10.6: How to use OCR with HP multi-function printers

Feb 18, '10 07:30:01AM

Contributed by: sjinsjca

Snow Leopard only hintHP's printer software and utilities were replaced with built-in items in OS X Snow Leopard, after a few tense days where HP initially declined to support the new operating system. Many of us remember our outrage when some HP spokesdrone actually stated that users should buy new printers if they wanted Snow Leopard support. Those of us who didn't run screaming to Canon or some other brand have made do with a reduced feature-set for our HP printers. In particular, OCR functionality is no longer supported by HP.
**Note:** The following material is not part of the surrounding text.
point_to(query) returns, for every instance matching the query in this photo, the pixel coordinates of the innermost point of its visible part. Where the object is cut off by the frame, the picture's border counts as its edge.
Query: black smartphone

I tried the following, and not only did it work for me, but it was a really sweet solution. At its heart is Tesseract, an open-source OCR engine that originated at HP (how's that for irony) and is currently maintained (and used) by Google.

I found that some of the online instructions for deploying and using Tesseract were a little bit confusing and contradictory. But here's what worked for me. As always: proceed at your own risk; I make no guarantees, and while I have tried to be careful I can't be certain that all the necessary steps are present, or safe, nor can I provide support.

With that caveat out of the way:

  1. Be logged in to your Mac as an Adminstrator.
  2. Download Tesseract 2.04 [1.1MB download]
  3. Expand the downloaded file. The expansion process will create a new subfolder, tesseract-2.04, inside your Downloads folder.
  4. Download the English dictionary file [992KB download]
  5. Expand the dictionary download. Copy the contents of the resulting folder to the tessdata subfolder inside the aforementioned tesseract-2.04 folder.
  6. Open a Terminal window (sorry), and cd ~/Downloads/tesseract-2.04.
  7. Issue the following three commands (without the $ prompt). Each will take a minute or two to run:
    $ ./configure
    $ make
    $ sudo make install
    Actually, if you're logged in as an Administrator as I recommended, you won't need the sudo).
You have now installed your OCR engine. It can OCR uncompressed .tif files (only) very quickly. However, they must have a .tif extension, not .tiff.

How to OCR

There's a quick way with Terminal, and a cool way with Folder Actions; I'll describe both.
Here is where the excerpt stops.